Massively Multi-Lingual Event Understanding: Extraction, Visualization, and Search
This work addresses the challenge of event understanding for users needing to analyze multilingual data, offering a practical tool for cross-lingual event extraction and search, though it builds incrementally on existing methods.
The paper tackles the problem of event extraction and search across multiple languages by introducing ISI-Clear, a cross-lingual, zero-shot system that processes text in 100 languages using only English training data, enabling on-demand access to global events with integrated visualization and search capabilities.

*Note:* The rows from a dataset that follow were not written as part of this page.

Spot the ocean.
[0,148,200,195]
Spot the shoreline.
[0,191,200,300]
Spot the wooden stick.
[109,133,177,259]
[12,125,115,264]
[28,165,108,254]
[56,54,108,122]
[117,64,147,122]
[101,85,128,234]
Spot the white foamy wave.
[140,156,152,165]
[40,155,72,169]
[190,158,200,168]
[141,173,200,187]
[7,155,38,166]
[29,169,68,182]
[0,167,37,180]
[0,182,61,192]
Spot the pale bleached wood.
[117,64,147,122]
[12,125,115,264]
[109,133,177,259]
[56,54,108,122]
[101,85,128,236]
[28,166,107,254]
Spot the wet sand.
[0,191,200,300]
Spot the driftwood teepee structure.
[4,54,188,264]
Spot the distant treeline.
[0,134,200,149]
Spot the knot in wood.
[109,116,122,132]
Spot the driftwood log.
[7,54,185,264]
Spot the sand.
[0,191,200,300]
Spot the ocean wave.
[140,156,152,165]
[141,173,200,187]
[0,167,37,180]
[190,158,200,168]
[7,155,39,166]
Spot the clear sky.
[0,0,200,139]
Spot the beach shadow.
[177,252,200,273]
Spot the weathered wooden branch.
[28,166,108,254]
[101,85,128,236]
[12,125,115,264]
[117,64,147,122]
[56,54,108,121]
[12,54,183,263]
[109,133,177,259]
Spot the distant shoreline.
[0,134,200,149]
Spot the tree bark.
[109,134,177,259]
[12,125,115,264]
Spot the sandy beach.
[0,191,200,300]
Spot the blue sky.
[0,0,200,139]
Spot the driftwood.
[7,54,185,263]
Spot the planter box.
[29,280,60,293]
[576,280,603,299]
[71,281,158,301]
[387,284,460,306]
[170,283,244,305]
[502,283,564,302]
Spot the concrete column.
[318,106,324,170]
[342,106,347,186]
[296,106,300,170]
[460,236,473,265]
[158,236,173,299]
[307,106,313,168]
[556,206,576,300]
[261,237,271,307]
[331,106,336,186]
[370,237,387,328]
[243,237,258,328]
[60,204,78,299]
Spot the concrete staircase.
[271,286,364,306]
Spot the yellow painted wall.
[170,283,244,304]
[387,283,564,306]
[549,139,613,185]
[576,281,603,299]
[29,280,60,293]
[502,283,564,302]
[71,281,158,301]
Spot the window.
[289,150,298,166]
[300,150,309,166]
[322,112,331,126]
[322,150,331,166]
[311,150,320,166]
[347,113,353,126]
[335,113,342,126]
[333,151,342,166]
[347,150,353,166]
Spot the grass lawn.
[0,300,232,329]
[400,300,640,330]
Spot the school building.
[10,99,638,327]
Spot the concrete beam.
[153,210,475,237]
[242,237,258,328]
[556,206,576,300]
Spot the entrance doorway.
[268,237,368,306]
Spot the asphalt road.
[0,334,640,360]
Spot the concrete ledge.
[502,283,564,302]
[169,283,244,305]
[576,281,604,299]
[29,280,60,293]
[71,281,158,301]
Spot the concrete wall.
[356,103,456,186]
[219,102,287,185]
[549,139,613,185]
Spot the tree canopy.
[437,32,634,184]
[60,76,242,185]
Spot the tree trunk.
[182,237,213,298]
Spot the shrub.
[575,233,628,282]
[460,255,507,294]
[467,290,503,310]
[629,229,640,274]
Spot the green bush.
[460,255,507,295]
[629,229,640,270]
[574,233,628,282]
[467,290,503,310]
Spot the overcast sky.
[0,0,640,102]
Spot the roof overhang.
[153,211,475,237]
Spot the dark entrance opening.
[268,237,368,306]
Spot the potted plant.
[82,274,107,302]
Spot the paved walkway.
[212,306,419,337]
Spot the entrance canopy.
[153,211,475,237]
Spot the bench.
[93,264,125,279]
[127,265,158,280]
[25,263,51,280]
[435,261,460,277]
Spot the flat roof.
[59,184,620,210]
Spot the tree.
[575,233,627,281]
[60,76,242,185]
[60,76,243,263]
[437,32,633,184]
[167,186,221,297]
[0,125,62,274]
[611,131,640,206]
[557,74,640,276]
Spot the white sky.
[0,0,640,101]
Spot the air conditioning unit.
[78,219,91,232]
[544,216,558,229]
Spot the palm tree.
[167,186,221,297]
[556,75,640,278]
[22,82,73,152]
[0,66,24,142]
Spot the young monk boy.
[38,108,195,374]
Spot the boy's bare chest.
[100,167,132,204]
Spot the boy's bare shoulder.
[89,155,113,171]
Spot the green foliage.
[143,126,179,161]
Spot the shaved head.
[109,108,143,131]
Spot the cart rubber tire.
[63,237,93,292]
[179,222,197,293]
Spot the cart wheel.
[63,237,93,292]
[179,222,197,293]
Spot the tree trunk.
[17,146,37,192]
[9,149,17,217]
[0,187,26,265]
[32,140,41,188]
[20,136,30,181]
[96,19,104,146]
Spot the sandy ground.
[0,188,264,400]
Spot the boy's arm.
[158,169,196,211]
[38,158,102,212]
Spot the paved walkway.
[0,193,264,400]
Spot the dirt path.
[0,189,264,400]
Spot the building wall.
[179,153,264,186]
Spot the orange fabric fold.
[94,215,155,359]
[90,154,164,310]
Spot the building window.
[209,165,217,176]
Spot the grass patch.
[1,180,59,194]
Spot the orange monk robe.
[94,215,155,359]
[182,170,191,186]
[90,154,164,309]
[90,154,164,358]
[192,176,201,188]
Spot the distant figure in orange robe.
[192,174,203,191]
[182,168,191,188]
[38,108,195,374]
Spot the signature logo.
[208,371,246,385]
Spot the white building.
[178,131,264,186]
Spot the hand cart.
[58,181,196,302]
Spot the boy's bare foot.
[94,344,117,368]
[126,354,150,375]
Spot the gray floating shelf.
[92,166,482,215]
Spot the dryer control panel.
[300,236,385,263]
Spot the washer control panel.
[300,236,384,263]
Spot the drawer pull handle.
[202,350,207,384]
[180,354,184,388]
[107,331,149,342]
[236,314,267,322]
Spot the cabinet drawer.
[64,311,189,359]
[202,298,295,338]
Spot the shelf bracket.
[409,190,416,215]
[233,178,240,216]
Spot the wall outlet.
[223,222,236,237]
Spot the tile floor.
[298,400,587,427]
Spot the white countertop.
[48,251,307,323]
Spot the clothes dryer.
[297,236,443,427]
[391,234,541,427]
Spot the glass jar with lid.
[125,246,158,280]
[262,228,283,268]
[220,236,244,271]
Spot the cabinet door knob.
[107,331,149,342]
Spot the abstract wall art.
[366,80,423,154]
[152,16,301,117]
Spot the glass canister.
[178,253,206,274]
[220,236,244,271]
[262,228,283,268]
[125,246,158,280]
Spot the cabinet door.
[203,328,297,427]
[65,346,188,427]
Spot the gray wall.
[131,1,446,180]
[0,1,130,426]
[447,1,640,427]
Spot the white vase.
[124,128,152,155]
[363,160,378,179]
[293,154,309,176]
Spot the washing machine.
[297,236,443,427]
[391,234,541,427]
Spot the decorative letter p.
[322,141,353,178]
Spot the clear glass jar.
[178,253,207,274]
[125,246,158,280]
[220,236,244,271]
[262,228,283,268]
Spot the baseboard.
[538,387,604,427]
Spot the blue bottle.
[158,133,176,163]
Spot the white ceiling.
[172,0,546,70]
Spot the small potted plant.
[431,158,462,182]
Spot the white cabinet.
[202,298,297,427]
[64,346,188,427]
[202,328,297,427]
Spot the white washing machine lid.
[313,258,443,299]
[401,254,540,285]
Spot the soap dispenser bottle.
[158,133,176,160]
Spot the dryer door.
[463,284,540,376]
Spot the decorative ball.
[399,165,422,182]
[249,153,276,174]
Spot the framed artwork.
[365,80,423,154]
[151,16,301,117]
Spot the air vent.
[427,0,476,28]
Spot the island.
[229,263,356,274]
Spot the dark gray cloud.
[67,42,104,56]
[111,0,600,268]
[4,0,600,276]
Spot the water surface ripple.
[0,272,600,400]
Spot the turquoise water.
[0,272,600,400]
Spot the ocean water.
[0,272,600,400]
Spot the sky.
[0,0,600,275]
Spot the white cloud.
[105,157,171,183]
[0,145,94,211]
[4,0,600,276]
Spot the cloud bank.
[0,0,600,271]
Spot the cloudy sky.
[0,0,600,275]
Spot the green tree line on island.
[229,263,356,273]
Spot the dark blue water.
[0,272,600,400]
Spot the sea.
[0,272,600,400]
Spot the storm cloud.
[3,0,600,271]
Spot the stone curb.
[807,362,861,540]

In this paper, we present ISI-Clear, a state-of-the-art, cross-lingual, zero-shot event extraction system and accompanying user interface for event visualization & search. Using only English training data, ISI-Clear makes global events available on-demand, processing user-supplied text in 100 languages ranging from Afrikaans to Yiddish. We provide multiple event-centric views of extracted events, including both a graphical representation and a document-level summary. We also integrate existing cross-lingual search algorithms with event extraction capabilities to provide cross-lingual event-centric search, allowing English-speaking users to search over events automatically extracted from a corpus of non-English documents, using either English natural language queries (e.g. cholera outbreaks in Iran) or structured queries (e.g. find all events of type Disease-Outbreak with agent cholera and location Iran).